Negligence is the omission to do something which a reasonable man, guided by those considerations
which ordinarily regulate the conduct of human affairs, would do, or the doing of something, which a
prudent and reasonable man would not do.[25] In the case at bar, the most prudent thing the petitioners
should have done was to ascertain the identity and authority of the person who collected their
payments. Failing this, the petitioners cannot claim that they acted in good faith when they made such
payments.
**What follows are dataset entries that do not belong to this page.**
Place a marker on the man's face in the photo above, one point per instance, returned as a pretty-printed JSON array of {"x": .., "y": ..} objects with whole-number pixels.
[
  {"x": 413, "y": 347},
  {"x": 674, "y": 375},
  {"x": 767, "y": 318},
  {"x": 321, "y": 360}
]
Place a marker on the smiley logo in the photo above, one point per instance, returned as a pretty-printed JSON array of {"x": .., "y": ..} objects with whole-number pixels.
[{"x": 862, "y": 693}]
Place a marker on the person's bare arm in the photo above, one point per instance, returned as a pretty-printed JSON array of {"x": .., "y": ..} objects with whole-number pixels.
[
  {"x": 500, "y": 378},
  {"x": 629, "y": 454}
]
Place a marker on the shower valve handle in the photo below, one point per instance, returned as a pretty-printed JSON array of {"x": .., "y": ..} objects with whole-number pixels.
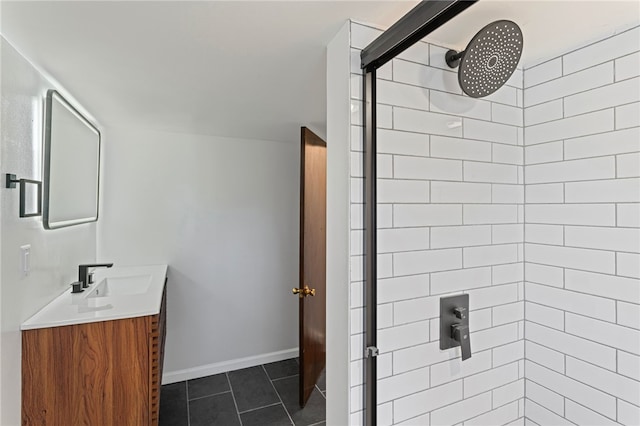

Their claim therefor is negated by their negligence, and they are bound by its consequences.
Being negligent in this regard, the petitioners cannot seek relief on the basis of a supposed agency.[26]

WHEREFORE, the instant petition is hereby DENIED. The assailed Decision dated April 16, 1996, and the
Resolution dated July 19, 1996 of the Court of Appeals are AFFIRMED. Costs against the petitioners.

SO ORDERED.
Puno, (Chairman), Quisumbing, Austria-Martinez, and Tinga, JJ., concur.

[1] Penned by Associate Justice Godardo A. Jacinto, with Associate Justices Salome A. Montoya and
Romeo A. Brawner concurring.

[2] Penned by Judge Fernando P. Agdamag.

[3] Dated July 19, 1996.

[4] Exhibit A, Records, Vol. I, p. 61.

[5] Exhibit 1, Id. at 107.

[6] Exhibit 2, Id. at 108.

[7] Exhibit 3, Id. at 109.

[8] Exhibit 4, Id. at 110.

[9] Exhibit F, Id. at 66.

[10] Ibid.

[11] Records, Vol. II, p. 596.


[12] CA Rollo, p. 26-B.

[13] Brief for the Defendants-Appellants, CA Rollo, p. 26-P.

[14] Brief for Plaintiff-Appellee, Id. at 33.

[15] CA Rollo, p. 49.

[16] Rollo, p. 15.

[17] Cresenciano Duremdes v. Agustin Duremdes, G.R. No. 138256, November 12, 2003.

[18] Asiatrust Development Bank v. Concepts Trading Corporation, G.R. No. 130759, June 20, 2003.

[19] Cosmos Bottling Corporation v. National Labor Relations Commission, et. al., G.R. No. 146397, July 1,
2003.

[20] Article 1231(1) of the Civil Code provides that obligations are extinguished by payment or
performance.

[21] Montecillo v. Reynes, 385 SCRA 244 (2002).

[22] Victorias Milling Co., Inc. v. Court of Appeals, 333 SCRA 663 (2000).

[23] Dizon v. Court of Appeals, 302 SCRA 288 (1999).


[24] Yu Eng Cho v. Pan American World Airways, Inc., 328 SCRA 717 (2000).

[25] Raynera v. Hiceta, 306 SCRA 102 (1999).

[26] Dizon v. Court of Appeals, supra.